We will now look at a theorem known as The Location of Roots Theorem which says that given a continuous function $f : I \to \mathbb{R}$ where $I = [a, b]$ is a closed and bounded interval and $f(a) < 0 < f(b)$ or $f(a) > 0 > f(b)$, then $f$ has at least one root on $I$.
 Theorem 1 (Location of Roots): Let $f : I \to \mathbb{R}$ be a continuous function where $I = [a, b]$ is a closed and bounded interval. Then if $f(a) < 0 < f(b)$ or $f(a) > 0 > f(b)$, then $f$ has at least one root on the interval $I$. • Proof: To show that $f$ has at least one root on $I = [a, b]$ we will show that $\exists c \in I$ such that $f(c) = 0$.
• Without loss of generality, assume that $f(a) < 0 < f(b)$. Let $I_1 = [a_1, b_1]$ where $a_1 = a$ and $b_1 = b$. Then let $p_1 = \frac{1}{2}(a_1 + b_1)$. Now if $f(p_1) = 0$, then let $c = p_1$ and so $f(p_1) = f(c) = 0$, and so we have found a root. If $f(p_1) \neq 0$, then it follows from The Order Properties of Real Numbers order axiom 3 that either $f(p_1) > 0$ or $f(p_1) < 0$. If $f(p_1) > 0$ then let $a_2 = a_1$ and let $b_2 = p_1$, and if $f(p_1) < 0$ then let $a_2 = p_1$ and $b_2 = b_1$. Then let $I_2 = [a_2, b_2]$. Therefore $I_2 \subseteq I_1$ and $f(a_2) < 0$ while $f(b_2) > 0$.
• Continue this process.
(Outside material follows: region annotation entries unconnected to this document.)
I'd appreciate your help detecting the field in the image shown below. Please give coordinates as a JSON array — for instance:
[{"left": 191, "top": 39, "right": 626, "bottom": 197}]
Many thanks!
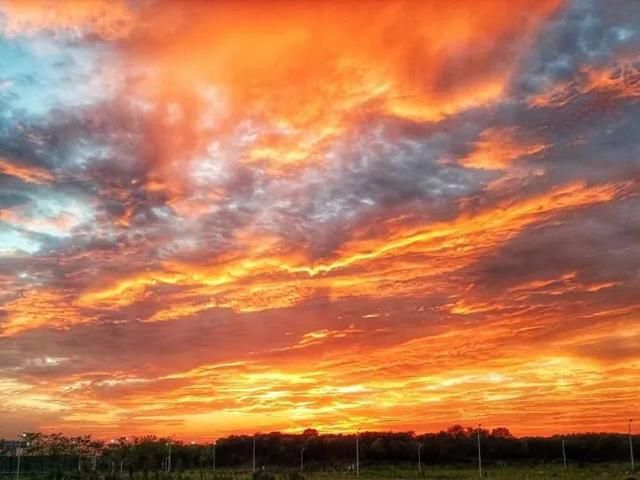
[{"left": 0, "top": 464, "right": 640, "bottom": 480}]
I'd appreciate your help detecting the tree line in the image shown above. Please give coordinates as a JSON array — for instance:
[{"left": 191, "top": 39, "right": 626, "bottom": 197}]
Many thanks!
[{"left": 0, "top": 425, "right": 640, "bottom": 474}]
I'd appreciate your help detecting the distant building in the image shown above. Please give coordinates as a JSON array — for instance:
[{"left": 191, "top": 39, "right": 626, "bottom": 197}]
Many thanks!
[{"left": 0, "top": 439, "right": 23, "bottom": 456}]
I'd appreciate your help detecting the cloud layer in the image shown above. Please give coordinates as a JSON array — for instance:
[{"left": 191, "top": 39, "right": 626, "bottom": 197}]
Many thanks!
[{"left": 0, "top": 0, "right": 640, "bottom": 438}]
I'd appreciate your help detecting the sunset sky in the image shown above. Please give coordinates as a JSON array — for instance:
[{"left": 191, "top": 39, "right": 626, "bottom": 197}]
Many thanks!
[{"left": 0, "top": 0, "right": 640, "bottom": 439}]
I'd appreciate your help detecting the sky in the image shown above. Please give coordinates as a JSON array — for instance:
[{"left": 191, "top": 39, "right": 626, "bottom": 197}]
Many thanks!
[{"left": 0, "top": 0, "right": 640, "bottom": 440}]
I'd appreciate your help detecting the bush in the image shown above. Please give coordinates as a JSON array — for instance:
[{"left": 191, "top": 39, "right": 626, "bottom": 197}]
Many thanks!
[{"left": 252, "top": 470, "right": 277, "bottom": 480}]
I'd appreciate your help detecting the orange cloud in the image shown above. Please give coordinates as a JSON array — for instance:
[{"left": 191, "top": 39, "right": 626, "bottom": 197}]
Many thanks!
[
  {"left": 0, "top": 289, "right": 91, "bottom": 336},
  {"left": 0, "top": 0, "right": 136, "bottom": 39},
  {"left": 461, "top": 129, "right": 548, "bottom": 170}
]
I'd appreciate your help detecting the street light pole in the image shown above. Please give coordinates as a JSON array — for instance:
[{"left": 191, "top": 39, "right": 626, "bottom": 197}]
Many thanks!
[
  {"left": 478, "top": 423, "right": 482, "bottom": 478},
  {"left": 629, "top": 418, "right": 636, "bottom": 472}
]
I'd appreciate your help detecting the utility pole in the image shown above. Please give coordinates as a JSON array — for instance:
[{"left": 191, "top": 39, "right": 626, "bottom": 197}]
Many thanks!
[
  {"left": 356, "top": 432, "right": 360, "bottom": 477},
  {"left": 478, "top": 423, "right": 482, "bottom": 478},
  {"left": 629, "top": 418, "right": 636, "bottom": 472},
  {"left": 16, "top": 447, "right": 22, "bottom": 480},
  {"left": 253, "top": 433, "right": 256, "bottom": 472}
]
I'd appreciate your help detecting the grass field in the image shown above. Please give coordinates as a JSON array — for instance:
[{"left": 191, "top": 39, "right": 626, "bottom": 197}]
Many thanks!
[{"left": 0, "top": 464, "right": 640, "bottom": 480}]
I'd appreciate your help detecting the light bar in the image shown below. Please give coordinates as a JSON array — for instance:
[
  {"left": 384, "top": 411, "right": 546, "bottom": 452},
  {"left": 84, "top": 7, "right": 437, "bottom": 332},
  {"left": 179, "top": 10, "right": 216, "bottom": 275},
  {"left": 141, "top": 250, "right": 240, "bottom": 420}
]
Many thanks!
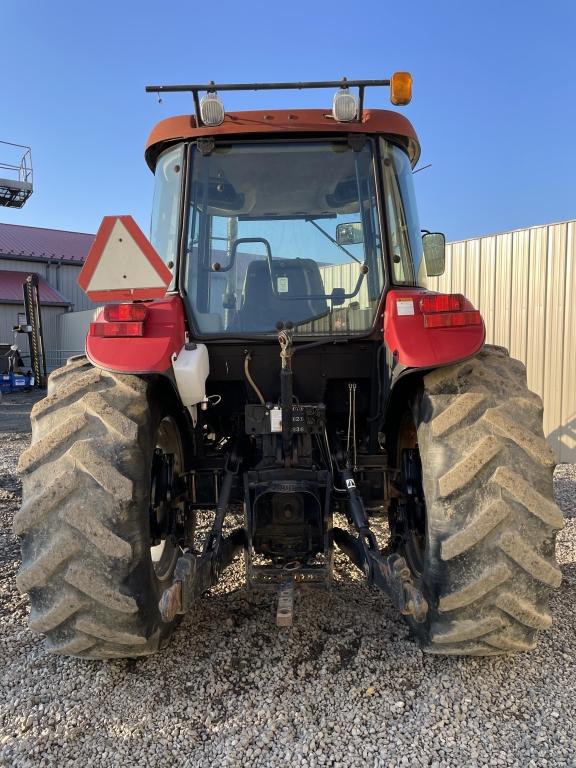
[{"left": 146, "top": 72, "right": 412, "bottom": 125}]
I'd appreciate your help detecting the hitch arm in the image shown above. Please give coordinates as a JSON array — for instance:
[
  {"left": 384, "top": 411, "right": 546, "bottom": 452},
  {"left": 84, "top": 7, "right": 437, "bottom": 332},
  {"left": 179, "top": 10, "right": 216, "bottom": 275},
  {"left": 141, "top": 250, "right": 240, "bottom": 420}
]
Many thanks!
[
  {"left": 333, "top": 468, "right": 428, "bottom": 622},
  {"left": 159, "top": 454, "right": 246, "bottom": 621}
]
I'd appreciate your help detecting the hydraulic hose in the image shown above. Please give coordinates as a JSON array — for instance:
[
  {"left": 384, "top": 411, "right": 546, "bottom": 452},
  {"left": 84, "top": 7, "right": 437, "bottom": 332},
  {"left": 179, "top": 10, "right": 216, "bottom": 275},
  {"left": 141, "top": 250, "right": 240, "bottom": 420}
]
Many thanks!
[{"left": 244, "top": 352, "right": 266, "bottom": 405}]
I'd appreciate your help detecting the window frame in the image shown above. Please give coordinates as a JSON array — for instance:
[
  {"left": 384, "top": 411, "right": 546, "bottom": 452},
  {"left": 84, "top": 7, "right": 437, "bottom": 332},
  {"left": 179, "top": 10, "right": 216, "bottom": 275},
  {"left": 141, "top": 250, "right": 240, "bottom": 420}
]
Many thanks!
[{"left": 176, "top": 133, "right": 392, "bottom": 343}]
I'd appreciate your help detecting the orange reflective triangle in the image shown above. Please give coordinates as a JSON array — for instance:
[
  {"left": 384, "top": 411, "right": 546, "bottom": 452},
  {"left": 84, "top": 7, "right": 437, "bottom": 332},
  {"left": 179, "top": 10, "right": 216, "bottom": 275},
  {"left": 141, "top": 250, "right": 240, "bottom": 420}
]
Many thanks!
[{"left": 78, "top": 216, "right": 172, "bottom": 301}]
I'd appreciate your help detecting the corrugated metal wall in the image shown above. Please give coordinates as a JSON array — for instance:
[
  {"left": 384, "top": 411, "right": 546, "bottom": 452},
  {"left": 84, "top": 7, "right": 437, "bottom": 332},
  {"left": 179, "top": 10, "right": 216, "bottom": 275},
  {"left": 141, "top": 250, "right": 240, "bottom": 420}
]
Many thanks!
[
  {"left": 0, "top": 304, "right": 67, "bottom": 370},
  {"left": 427, "top": 221, "right": 576, "bottom": 462},
  {"left": 0, "top": 259, "right": 96, "bottom": 312}
]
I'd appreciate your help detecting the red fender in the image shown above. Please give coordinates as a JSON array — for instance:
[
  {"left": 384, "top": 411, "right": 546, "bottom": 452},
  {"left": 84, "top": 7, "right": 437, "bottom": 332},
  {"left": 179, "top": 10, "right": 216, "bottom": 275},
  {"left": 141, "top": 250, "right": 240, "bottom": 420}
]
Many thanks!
[
  {"left": 86, "top": 296, "right": 186, "bottom": 373},
  {"left": 384, "top": 288, "right": 486, "bottom": 368}
]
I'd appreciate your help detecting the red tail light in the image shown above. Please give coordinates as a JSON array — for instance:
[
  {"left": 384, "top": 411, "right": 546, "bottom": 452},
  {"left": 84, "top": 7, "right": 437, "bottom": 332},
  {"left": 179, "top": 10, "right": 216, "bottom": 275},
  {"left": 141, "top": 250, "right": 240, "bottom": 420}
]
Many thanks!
[
  {"left": 424, "top": 309, "right": 482, "bottom": 328},
  {"left": 104, "top": 304, "right": 148, "bottom": 323},
  {"left": 420, "top": 293, "right": 465, "bottom": 314},
  {"left": 90, "top": 322, "right": 144, "bottom": 338}
]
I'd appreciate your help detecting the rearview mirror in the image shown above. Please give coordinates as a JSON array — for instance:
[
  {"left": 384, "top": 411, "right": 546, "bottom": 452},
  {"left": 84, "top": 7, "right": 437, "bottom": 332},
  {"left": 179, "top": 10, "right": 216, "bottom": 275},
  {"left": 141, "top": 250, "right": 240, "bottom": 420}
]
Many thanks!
[
  {"left": 336, "top": 221, "right": 364, "bottom": 245},
  {"left": 422, "top": 232, "right": 446, "bottom": 277}
]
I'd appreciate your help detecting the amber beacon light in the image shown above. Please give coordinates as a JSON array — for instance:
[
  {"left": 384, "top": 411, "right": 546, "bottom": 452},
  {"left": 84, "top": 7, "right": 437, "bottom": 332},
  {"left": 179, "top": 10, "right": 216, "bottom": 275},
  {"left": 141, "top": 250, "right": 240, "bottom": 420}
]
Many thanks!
[{"left": 390, "top": 72, "right": 412, "bottom": 107}]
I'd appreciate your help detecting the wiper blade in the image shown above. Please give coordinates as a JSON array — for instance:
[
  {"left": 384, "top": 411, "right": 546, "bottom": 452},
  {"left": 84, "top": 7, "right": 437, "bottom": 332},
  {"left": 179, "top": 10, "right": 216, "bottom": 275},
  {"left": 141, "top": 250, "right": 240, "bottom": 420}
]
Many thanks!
[{"left": 306, "top": 219, "right": 362, "bottom": 264}]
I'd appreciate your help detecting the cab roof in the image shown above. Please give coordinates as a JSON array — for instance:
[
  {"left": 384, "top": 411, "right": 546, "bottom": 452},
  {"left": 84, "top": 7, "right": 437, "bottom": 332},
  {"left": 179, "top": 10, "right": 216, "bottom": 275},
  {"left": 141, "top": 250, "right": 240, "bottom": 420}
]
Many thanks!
[{"left": 145, "top": 109, "right": 420, "bottom": 171}]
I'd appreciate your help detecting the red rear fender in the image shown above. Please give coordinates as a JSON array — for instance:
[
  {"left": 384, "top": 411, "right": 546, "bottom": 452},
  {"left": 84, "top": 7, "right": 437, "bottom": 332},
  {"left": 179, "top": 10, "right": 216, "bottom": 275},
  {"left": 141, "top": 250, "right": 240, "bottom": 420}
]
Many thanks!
[
  {"left": 86, "top": 296, "right": 186, "bottom": 373},
  {"left": 384, "top": 288, "right": 485, "bottom": 368}
]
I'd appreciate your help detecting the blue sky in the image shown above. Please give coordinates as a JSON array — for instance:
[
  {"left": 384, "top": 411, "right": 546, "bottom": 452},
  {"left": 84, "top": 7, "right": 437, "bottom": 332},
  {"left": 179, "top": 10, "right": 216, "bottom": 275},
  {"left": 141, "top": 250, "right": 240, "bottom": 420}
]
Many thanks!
[{"left": 0, "top": 0, "right": 576, "bottom": 240}]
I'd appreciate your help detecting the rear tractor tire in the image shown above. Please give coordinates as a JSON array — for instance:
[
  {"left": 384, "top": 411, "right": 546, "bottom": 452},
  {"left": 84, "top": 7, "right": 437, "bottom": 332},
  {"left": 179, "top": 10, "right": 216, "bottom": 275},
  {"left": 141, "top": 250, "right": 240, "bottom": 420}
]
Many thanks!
[
  {"left": 14, "top": 357, "right": 189, "bottom": 659},
  {"left": 390, "top": 346, "right": 563, "bottom": 655}
]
For the $k^{\mathrm{th}}$ interval, if $f(p_k) = 0$ then let $c = p_k$ and we're done, otherwise if $f(p_k) > 0$, then let $a_{k+1} = a_k$ and let $b_{k+1} = p_k$, and if $f(p_k) < 0$ then let $a_{k+1} = p_k$ and let $b_{k+1} = b_k$. Then let $I_{k+1} = [a_{k+1}, b_{k+1}]$ so that $I_{k+1} \subseteq I_k$. If this process terminates at some $n \in \mathbb{N}$, that is $f(p_n) = 0$, then let $p_n = c$. If this process never terminates, then we obtain a sequence of nested, closed, and bounded intervals $I_1 \supseteq I_2 \supseteq ... \supseteq I_n \supseteq ...$ such that $\forall n \in \mathbb{N}$ we have that $f(a_n) < 0$ and $f(b_n) > 0$.
• So by The Nested Intervals Theorem, for all $n \in \mathbb{N}$ there exists a $c \in I_n$. Therefore $a_n ≤ c ≤ b_n$ for all $n \in \mathbb{N}$. Now the length of each interval $I_n = b_n - a_n = \frac{b-a}{2^{n-1}}$, and so $\lim_{n \to \infty} (b_n - a_n) = \lim_{n \to \infty} \frac{b-a}{2^{n-1}} = 0$ which implies that $\lim_{n \to \infty} a_n = \lim_{n \to \infty} b_n$. Therefore by The Squeeze Theorem, since $a_n ≤ c ≤ b_n$ we have that $\lim_{n \to \infty} a_n = c = \lim_{n \to \infty} b_n$.
• Since $f(a_n) ≤ 0$ for all $n \in \mathbb{N}$ then we have that $\lim_{n \to \infty} f(a_n) = f(c) ≤ 0$. Similarly, since $f(b_n) ≥ 0$ for all $n \in \mathbb{N}$ then we have that $\lim_{n \to \infty} f(b_n) = f(c) ≥ 0$. Combining these inequalities we get that $f(c) = 0$, and so $c \in I$ is a root of $f$. $\blacksquare$